Omdat het gemeentelijk plan nog niet is aangeboden op www.ruimtelijkeplannen.nl, is het niet uitgesloten dat later blijkt dat het authentieke plan vanuit provinciaal belang gezien toch nog relevante verschillen blijkt te bevatten ten opzichte van de bestanden die wij hebben gehad. Gelet op de jurisprudentie kan in dat geval alsnog een aanvullende of gewijzigde reactieve aanwijzing volgen, ook al is de gebruikelijke termijn van 6 weken verstreken.
Deze reactieve aanwijzing is geen gewoon besluit, het is namelijk ook een digitaal plan. Dit heeft gevolgen voor de opzet van de tekst, omdat er vanuit wordt gegaan dat raadpleging plaats vindt via klikken op een locatie op de kaart, waarna de voor die locatie relevante informatie wordt getoond. De tekst is daarom zodanig ingericht, dat de aanwijzing gekoppeld kan worden aan dat onderdeel van de (digitale) kaart waarop dit betrekking heeft.

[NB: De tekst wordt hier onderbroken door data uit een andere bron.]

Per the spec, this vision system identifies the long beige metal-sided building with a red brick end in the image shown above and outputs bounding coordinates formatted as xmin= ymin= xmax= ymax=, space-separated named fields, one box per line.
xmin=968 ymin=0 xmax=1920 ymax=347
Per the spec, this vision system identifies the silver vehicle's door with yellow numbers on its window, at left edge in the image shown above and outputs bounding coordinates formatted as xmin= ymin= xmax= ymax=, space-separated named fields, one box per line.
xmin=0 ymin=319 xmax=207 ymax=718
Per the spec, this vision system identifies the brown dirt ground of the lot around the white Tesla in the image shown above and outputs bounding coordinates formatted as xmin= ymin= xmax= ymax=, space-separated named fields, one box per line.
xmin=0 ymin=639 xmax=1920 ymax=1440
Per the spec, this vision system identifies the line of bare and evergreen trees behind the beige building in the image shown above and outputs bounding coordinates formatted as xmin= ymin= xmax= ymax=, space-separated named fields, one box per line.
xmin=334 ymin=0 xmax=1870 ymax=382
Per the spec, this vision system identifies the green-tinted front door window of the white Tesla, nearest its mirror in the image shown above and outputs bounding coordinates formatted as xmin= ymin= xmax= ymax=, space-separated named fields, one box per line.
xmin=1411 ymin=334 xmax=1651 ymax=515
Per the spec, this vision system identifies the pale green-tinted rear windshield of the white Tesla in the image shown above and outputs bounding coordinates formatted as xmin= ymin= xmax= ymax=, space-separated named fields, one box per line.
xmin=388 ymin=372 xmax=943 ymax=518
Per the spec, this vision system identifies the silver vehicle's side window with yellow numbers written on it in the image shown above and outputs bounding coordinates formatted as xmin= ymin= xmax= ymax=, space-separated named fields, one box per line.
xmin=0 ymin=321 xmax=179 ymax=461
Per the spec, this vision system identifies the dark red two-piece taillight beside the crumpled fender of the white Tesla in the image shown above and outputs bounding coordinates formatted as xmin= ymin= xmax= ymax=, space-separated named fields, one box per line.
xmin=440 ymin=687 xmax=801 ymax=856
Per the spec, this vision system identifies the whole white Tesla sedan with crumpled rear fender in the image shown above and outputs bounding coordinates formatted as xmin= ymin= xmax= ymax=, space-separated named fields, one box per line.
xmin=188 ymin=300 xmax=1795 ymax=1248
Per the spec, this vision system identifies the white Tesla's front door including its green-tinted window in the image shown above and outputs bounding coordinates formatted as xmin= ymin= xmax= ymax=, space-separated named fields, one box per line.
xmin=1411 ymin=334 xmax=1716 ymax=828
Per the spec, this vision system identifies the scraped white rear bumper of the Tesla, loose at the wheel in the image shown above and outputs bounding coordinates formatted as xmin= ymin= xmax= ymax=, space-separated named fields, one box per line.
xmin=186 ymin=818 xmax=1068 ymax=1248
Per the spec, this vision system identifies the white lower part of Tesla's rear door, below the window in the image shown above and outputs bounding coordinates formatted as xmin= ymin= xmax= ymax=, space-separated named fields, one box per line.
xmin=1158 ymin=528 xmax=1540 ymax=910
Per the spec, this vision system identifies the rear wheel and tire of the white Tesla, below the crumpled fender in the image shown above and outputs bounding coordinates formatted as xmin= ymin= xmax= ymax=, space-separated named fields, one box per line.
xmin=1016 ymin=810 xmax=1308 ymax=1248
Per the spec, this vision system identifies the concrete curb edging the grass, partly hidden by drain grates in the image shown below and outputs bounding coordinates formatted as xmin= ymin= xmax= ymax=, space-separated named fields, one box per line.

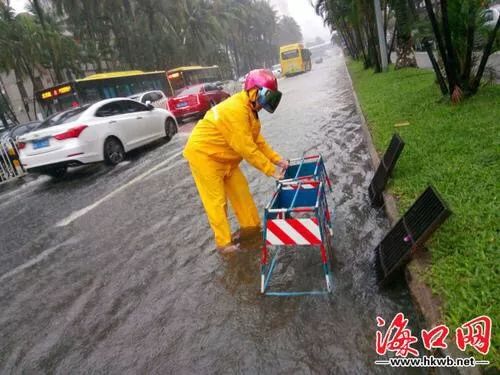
xmin=345 ymin=60 xmax=482 ymax=375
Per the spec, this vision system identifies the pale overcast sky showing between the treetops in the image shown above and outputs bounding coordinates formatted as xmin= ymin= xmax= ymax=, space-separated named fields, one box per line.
xmin=10 ymin=0 xmax=330 ymax=41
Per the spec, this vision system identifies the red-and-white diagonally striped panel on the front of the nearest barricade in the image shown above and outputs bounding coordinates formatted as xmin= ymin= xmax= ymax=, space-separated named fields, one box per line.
xmin=266 ymin=218 xmax=322 ymax=245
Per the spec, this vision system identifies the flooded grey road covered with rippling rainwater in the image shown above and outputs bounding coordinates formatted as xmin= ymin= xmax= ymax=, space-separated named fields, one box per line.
xmin=0 ymin=51 xmax=418 ymax=374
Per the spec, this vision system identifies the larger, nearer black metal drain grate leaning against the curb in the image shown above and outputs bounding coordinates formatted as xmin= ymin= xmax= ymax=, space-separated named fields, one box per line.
xmin=375 ymin=186 xmax=451 ymax=285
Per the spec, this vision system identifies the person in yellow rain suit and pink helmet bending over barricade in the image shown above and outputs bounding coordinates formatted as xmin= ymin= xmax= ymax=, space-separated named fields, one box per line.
xmin=183 ymin=69 xmax=288 ymax=253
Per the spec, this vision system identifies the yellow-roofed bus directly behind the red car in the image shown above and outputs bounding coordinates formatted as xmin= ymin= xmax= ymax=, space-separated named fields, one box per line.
xmin=167 ymin=65 xmax=222 ymax=92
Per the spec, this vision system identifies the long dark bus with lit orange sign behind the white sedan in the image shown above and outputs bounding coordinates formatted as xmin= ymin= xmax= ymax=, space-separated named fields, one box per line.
xmin=36 ymin=70 xmax=172 ymax=117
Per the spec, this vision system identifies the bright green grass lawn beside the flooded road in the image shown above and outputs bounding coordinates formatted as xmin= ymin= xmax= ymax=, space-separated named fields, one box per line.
xmin=348 ymin=62 xmax=500 ymax=367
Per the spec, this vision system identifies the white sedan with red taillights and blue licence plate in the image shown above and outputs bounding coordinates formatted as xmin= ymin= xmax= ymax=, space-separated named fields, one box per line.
xmin=18 ymin=98 xmax=178 ymax=177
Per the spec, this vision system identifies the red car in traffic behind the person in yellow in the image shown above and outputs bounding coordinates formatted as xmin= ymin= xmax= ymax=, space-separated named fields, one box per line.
xmin=167 ymin=83 xmax=230 ymax=122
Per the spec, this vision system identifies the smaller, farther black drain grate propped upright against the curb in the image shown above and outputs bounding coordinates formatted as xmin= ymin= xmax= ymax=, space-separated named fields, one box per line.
xmin=368 ymin=134 xmax=405 ymax=207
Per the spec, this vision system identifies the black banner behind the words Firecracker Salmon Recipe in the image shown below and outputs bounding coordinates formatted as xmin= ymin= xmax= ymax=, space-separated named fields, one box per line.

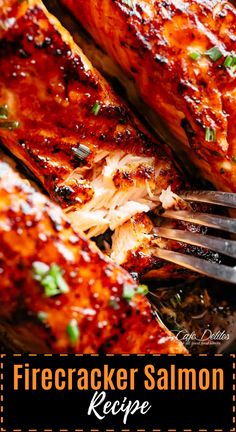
xmin=2 ymin=355 xmax=233 ymax=432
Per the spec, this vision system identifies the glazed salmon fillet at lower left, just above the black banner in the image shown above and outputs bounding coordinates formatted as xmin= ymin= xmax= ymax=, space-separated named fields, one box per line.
xmin=0 ymin=155 xmax=185 ymax=353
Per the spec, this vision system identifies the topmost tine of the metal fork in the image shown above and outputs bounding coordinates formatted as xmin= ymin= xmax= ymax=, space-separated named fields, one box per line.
xmin=180 ymin=191 xmax=236 ymax=208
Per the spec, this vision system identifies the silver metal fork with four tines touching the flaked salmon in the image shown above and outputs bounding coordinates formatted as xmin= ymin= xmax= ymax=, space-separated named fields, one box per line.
xmin=153 ymin=191 xmax=236 ymax=284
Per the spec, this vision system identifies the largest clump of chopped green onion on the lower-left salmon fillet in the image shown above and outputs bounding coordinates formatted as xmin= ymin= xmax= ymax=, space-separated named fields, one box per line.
xmin=32 ymin=261 xmax=69 ymax=297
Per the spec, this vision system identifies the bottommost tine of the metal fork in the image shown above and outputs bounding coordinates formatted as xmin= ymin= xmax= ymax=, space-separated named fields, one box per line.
xmin=155 ymin=248 xmax=236 ymax=284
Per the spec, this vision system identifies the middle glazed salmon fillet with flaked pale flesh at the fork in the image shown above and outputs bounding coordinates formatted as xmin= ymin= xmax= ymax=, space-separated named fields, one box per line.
xmin=0 ymin=0 xmax=217 ymax=279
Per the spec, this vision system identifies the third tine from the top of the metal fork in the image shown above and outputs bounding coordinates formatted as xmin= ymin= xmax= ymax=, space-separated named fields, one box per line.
xmin=153 ymin=227 xmax=236 ymax=258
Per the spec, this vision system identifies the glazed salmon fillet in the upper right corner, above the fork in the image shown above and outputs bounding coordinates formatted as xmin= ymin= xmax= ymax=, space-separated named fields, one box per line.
xmin=63 ymin=0 xmax=236 ymax=192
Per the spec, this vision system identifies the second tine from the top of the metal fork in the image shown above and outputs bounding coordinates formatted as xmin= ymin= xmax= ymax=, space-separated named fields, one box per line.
xmin=161 ymin=210 xmax=236 ymax=234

Net als in een bestemmingsplan is er verder geen apart onderdeel opgenomen waarin de aanwijzing(-en) nog een keer kort worden genoemd (in juridische termen: dictum). In feite fungeert elke aanwijzing op zich als een stukje besluittekst/dictum, dat gevolgd wordt door de motivering voor die specifieke locatie of regel.
De vaststelling van deze reactieve aanwijzing is opgenomen in een apart vaststellingsbesluit dat ook te raadplegen is via www.ruimtelijkeplannen.nl.